HMG-CoA還元酵素阻害剤が、プラバスタチン、シンバスタチン、フルバスタチン、アトルバスタチン、ロスバスタチン、メバスタチン、ロバスタチン、ピタバスタチン、およびこれらの塩からなる群から選択される少なくとも１つである、請求項２に記載する象牙質形成覆髄材。
象牙芽細胞に分化可能な細胞を、HMG-CoA還元酵素阻害剤の存在下で培養する工程を含む、象牙芽細胞の製造方法。
象牙芽細胞に分化可能な細胞が、歯髄幹細胞、歯乳頭由来幹細胞、および象牙芽細胞前駆細胞からなる群から選択される少なくとも１つである、請求項５に記載する象牙芽細胞の製造方法。
0.1〜10μM濃度のHMG-CoA還元酵素阻害剤の存在下で培養することを特徴とする、請求項５に記載する象牙芽細胞の製造方法。

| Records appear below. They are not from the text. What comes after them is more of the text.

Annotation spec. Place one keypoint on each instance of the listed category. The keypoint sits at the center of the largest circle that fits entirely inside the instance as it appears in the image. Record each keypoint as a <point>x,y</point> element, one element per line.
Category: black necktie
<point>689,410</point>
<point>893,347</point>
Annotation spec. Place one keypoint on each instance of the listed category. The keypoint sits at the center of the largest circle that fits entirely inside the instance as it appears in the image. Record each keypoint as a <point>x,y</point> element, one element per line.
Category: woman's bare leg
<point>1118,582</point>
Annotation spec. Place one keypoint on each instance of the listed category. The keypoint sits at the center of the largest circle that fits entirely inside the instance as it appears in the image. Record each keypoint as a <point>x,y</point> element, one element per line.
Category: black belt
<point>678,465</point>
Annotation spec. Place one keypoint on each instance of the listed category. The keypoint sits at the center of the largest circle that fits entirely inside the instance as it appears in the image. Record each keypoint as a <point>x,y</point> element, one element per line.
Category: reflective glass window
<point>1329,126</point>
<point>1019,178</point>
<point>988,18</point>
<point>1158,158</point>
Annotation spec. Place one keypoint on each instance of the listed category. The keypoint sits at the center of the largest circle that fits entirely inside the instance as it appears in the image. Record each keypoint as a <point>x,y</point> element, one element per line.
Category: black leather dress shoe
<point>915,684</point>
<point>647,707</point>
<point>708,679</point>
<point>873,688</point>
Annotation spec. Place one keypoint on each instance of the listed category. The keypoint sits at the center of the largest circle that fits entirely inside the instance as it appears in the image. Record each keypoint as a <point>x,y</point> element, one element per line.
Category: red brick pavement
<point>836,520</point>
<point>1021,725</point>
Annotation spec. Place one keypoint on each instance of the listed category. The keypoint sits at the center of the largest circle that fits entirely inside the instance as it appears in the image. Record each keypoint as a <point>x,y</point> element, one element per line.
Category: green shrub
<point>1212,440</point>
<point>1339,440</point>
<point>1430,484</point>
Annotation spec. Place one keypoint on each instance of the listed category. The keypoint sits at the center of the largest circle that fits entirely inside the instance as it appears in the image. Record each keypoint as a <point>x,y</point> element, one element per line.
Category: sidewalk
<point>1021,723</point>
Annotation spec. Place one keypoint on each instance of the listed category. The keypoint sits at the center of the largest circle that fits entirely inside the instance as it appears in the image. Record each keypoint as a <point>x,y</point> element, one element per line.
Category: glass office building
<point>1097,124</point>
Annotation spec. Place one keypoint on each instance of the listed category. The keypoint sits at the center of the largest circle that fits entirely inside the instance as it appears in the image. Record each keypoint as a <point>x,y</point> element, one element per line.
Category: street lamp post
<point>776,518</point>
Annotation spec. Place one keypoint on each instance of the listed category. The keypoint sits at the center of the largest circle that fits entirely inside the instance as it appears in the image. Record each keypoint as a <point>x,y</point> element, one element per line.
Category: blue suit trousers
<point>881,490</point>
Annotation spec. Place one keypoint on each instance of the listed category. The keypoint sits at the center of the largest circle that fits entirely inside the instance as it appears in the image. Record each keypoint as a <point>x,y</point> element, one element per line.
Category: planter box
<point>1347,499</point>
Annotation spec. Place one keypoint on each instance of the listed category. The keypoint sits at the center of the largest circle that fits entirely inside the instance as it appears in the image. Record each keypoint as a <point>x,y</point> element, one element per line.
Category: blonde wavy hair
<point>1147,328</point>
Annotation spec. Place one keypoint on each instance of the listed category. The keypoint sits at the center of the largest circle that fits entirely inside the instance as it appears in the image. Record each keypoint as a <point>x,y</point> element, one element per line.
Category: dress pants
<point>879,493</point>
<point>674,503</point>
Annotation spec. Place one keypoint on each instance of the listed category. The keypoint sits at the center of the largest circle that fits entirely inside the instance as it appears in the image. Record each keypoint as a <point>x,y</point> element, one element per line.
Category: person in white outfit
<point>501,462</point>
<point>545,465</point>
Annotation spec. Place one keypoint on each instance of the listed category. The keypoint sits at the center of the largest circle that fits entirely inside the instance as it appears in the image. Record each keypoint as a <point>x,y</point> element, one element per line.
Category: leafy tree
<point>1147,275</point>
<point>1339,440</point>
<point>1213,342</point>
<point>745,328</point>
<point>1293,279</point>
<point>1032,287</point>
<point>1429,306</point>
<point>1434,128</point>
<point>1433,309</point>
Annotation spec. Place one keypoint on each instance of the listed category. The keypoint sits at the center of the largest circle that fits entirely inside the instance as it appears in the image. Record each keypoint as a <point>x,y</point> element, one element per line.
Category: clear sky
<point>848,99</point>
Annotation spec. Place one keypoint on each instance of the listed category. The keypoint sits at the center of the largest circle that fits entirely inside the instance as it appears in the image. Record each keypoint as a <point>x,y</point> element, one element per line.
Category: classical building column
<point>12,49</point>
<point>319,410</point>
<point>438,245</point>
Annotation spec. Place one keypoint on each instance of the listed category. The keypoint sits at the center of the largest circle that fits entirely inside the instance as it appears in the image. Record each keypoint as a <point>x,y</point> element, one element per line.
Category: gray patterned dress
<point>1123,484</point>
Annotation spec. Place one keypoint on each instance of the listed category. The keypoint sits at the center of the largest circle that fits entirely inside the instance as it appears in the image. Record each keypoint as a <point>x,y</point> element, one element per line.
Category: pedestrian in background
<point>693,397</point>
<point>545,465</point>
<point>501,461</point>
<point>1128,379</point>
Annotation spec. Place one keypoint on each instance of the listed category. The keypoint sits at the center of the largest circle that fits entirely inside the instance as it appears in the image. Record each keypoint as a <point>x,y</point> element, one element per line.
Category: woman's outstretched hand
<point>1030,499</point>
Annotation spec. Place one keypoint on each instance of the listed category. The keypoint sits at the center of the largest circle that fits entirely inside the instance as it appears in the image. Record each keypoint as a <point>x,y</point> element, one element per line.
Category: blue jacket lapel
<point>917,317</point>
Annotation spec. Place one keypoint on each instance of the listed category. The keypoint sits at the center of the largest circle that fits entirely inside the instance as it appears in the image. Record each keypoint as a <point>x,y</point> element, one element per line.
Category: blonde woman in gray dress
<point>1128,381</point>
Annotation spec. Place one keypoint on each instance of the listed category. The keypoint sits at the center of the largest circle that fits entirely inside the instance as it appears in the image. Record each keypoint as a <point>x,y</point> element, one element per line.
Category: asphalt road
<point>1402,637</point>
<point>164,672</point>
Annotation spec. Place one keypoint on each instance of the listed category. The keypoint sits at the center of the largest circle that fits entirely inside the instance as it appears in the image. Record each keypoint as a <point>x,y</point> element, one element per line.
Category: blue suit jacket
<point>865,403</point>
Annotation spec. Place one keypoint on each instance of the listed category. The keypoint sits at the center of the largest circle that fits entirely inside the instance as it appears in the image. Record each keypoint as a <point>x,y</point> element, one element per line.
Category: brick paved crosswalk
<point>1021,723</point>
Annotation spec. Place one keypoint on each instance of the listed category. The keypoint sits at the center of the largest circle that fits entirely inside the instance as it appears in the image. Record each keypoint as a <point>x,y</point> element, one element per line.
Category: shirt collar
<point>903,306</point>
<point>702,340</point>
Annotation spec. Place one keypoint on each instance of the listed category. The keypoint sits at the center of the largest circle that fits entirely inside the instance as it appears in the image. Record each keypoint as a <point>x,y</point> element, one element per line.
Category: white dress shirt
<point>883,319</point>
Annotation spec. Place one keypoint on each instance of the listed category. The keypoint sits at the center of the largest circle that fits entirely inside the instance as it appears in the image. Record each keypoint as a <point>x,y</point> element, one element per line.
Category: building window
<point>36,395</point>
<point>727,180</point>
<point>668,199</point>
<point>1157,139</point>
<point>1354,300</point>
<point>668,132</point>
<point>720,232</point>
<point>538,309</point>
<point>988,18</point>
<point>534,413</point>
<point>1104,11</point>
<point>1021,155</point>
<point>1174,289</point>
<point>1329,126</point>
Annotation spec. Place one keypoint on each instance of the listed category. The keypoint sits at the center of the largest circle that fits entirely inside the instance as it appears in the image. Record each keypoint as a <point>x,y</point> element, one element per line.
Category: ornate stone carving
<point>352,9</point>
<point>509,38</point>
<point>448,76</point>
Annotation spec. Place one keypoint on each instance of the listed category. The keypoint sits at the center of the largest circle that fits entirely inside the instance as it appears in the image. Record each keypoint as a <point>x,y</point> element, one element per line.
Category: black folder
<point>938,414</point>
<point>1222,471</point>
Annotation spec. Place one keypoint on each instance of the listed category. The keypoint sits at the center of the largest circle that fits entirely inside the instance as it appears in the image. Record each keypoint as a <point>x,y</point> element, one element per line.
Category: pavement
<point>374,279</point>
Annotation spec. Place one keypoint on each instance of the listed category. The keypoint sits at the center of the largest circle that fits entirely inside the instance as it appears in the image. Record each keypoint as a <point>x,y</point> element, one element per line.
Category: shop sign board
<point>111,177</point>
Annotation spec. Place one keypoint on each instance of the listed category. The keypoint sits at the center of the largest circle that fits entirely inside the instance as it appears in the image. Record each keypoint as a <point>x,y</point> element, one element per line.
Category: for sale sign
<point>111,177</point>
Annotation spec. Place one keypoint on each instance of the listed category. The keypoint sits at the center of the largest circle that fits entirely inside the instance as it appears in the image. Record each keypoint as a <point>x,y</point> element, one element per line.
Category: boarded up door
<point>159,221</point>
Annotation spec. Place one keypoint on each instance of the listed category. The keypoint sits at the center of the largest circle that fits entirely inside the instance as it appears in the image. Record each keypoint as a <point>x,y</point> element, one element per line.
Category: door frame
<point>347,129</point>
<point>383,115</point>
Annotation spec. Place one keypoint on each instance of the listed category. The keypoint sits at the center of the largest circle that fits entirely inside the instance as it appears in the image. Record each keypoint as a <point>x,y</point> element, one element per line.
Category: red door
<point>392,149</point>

HMG-CoA還元酵素阻害剤が、プラバスタチン、シンバスタチン、フルバスタチン、アトルバスタチン、ロスバスタチン、メバスタチン、ロバスタチン、ピタバスタチン、およびこれらの塩からなる群から選択される少なくとも１つである、請求項５に記載する象牙芽細胞の製造方法。
請求項５に記載する方法で得られた象牙芽細胞を含む、歯科治療材。
HMG-CoA還元酵素阻害剤の象牙質形成促進剤または象牙質形成覆髄材の有効成分としての使用。